Beyond the touchscreen, the functionality of the latest ProtoTRAK remains familiar, simplifying the switch for both new and existing customers. However, newly developed features, such as Enhanced ProtoTRAK Assistance (EPA), which provides instant access to in-depth help for users at any point in the programming/operating procedure, are aimed at improving ease of use. EPA addresses the change in skill sets that businesses are facing, with the next generation having possibly lower levels of engineering/metal-cutting experience, but higher familiarity of computer technology.
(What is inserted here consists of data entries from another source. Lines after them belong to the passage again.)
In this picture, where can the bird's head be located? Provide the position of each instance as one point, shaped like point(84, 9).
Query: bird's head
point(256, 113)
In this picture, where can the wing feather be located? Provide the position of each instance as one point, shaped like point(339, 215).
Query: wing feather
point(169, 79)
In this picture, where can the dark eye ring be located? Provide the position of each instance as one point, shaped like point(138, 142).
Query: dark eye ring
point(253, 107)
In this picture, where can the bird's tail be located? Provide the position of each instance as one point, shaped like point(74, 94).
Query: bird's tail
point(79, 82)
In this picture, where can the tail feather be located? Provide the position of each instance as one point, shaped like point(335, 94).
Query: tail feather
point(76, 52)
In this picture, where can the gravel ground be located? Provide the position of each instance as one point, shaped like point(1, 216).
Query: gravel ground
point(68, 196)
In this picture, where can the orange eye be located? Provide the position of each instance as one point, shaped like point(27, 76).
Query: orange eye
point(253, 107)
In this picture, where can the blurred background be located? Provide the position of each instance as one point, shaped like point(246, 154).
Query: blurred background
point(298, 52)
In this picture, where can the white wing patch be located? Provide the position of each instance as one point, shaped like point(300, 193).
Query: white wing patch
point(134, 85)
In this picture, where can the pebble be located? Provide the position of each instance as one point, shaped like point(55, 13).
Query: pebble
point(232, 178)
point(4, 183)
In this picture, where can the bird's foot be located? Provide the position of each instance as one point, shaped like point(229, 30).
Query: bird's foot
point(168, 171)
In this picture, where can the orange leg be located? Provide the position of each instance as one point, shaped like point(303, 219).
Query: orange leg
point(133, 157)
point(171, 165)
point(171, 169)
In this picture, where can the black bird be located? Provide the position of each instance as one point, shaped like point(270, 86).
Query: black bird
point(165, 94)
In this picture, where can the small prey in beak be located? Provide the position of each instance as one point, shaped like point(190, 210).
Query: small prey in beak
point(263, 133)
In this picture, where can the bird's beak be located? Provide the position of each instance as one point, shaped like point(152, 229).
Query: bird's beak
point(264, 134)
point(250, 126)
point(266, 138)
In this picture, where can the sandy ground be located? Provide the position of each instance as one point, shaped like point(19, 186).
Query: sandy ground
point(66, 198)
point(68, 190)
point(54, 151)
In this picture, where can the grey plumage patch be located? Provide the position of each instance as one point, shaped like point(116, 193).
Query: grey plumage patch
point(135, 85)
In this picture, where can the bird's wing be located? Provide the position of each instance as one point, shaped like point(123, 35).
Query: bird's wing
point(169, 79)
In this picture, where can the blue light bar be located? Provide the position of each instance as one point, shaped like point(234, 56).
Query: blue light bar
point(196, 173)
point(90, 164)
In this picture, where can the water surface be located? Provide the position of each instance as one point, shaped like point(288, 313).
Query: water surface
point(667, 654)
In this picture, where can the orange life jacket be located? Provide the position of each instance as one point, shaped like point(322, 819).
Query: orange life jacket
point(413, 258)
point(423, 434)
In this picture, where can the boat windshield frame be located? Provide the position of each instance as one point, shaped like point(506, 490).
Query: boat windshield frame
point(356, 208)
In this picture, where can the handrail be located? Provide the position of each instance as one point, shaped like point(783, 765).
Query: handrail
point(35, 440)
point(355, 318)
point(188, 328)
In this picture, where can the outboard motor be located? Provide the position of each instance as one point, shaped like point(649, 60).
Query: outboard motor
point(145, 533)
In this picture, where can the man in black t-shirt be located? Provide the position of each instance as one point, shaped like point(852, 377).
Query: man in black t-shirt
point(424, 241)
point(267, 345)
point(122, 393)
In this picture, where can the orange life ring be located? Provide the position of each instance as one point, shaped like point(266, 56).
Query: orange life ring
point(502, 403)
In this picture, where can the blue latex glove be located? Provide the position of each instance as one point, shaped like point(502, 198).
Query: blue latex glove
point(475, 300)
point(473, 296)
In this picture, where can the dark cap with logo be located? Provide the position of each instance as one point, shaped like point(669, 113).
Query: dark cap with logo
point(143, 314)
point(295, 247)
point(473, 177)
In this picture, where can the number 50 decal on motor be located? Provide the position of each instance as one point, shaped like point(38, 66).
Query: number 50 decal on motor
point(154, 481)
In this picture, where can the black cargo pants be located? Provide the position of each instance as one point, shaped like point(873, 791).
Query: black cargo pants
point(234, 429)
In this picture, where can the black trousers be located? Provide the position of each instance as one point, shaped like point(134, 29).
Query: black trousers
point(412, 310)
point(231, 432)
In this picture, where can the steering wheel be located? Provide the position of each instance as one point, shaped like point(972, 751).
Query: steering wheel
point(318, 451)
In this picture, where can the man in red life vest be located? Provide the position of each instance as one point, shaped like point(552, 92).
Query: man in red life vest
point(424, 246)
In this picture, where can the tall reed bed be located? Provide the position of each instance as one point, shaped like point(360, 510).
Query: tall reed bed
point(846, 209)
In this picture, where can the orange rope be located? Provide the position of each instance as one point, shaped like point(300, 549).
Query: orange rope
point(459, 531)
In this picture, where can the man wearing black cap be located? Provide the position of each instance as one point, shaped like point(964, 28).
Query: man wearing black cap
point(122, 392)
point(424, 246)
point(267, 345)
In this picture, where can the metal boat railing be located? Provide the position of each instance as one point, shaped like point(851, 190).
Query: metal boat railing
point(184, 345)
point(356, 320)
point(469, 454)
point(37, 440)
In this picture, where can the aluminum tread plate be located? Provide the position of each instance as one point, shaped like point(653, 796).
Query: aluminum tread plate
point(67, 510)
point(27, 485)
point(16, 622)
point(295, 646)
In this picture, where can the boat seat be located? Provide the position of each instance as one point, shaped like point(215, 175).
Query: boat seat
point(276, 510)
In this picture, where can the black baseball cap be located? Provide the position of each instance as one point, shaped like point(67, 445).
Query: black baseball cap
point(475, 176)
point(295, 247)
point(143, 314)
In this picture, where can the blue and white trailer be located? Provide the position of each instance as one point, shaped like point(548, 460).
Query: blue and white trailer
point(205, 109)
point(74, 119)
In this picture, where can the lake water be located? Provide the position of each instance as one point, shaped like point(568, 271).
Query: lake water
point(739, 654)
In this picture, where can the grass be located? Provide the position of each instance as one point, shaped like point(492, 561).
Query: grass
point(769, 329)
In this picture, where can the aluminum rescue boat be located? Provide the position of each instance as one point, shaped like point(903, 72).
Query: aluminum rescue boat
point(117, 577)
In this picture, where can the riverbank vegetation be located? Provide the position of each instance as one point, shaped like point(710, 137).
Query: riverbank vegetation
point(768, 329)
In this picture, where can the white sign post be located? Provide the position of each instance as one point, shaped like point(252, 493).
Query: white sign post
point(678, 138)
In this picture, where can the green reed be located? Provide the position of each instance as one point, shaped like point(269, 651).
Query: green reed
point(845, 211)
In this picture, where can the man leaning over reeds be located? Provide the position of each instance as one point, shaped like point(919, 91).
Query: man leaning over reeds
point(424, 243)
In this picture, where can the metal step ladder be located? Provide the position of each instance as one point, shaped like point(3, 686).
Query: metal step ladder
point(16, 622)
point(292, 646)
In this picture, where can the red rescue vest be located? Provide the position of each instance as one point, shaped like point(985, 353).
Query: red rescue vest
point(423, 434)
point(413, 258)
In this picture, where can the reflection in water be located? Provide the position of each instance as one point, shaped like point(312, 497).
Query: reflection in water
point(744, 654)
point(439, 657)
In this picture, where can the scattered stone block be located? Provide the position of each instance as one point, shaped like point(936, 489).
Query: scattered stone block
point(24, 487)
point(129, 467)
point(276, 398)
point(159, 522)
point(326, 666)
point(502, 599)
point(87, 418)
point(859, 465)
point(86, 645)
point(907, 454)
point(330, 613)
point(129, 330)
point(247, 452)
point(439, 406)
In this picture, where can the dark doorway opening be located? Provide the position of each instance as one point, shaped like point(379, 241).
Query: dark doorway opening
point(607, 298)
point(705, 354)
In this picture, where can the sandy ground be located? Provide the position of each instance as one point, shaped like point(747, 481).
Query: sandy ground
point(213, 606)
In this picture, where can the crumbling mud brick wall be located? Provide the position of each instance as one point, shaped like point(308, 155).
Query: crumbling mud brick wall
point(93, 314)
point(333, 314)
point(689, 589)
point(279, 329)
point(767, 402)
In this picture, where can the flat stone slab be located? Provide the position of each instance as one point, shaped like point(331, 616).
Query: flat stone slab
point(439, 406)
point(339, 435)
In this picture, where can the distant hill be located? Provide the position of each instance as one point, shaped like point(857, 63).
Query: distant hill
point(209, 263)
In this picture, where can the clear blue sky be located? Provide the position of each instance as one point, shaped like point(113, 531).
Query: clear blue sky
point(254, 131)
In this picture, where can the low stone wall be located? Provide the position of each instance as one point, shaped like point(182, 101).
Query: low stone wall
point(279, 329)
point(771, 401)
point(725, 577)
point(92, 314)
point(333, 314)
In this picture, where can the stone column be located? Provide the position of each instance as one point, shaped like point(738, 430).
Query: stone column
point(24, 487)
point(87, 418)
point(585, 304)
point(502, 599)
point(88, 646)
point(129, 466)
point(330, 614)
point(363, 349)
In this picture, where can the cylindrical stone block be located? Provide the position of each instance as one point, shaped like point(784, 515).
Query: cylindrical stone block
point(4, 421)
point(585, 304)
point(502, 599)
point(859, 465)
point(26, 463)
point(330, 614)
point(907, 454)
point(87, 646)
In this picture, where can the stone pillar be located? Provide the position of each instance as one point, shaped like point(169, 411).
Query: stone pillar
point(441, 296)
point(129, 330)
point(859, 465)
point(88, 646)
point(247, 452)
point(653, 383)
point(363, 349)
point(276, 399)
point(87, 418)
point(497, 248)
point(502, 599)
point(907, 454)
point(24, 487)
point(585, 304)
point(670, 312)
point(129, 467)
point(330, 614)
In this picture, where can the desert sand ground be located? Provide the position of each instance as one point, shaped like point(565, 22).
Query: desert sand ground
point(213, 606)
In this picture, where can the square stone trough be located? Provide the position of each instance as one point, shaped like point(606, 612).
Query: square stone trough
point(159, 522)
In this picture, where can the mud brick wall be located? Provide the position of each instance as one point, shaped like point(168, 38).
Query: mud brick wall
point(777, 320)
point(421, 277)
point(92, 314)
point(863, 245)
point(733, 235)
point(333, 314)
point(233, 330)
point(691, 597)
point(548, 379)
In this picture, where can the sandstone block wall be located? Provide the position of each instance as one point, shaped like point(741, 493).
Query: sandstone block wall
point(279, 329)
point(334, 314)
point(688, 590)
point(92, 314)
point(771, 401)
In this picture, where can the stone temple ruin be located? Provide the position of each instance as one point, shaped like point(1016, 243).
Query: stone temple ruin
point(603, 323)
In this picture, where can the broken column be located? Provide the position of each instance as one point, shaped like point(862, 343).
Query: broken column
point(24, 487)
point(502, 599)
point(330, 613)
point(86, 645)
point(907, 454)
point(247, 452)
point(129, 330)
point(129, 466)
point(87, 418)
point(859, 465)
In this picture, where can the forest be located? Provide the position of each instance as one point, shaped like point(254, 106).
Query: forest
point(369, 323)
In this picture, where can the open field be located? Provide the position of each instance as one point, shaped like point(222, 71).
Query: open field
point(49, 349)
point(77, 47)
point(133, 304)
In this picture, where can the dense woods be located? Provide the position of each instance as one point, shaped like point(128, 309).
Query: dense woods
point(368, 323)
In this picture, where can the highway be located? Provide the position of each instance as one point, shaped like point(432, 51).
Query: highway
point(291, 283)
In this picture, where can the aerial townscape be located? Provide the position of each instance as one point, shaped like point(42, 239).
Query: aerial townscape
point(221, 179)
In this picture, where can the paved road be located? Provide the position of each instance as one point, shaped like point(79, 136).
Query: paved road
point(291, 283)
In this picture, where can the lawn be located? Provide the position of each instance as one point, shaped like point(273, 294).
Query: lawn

ProtoTRAK RMX (milling variant) controls also include an Auto Geometry Engine (AGE) and, in-built machining strategies that are said to deliver advanced performance benefits, again with a simple touch of the screen. AGE is effectively a CAD capability within the control that allows users to overcome issues when data is lacking from drawings, by automatically calculating missing dimensions during programming.
Touchscreen capability takes AGE to a higher level with the newly created ‘Tap to Guess’ feature. With the part shown on-screen, simply tapping the screen where the intersection or tangent point is unknown prompts AGE software to calculate the required data. AGE can be used for both profiles and pockets, and the RMX is capable of machining pockets with an unlimited number of islands located inside their boundaries. Aligned with pocket machining, a range of strategies can be called upon with RMX ProtoTRAK control.
Other newly developed features include ‘Adaptive Toolpath’, which can reduce cycle times on complex milling cycles, a feature more commonly found on high-end CADCAM systems. In addition, the ‘Look’ feature now runs alongside the program inputs for verification purposes. As well as live updating of program events, ‘Look’ will also show a conventional toolpath and give the user estimated cycle times to ensure the most efficient method has been selected. For the ultimate program check, a solid 3D rendered image can be shown using the verify feature.
ProtoTRAK RX controls (both mill and lathe) retain the option for a DXF converter, and here the touchscreen technology delivers advantages as importing a DXF file is completely streamlined, eliminating the need for supplementary software and the requirement for a mouse to be connected. A further development is the ability to mix DXF and manual programming during program generation, which is again facilitated by the touchscreen.
“At the start of the development process we spoke to customers and asked what they wanted to see from ProtoTRAK; 95% of what was listed has come to fruition in the RX controls,” says Nigel Atherton, managing director at XYZ Machine Tools.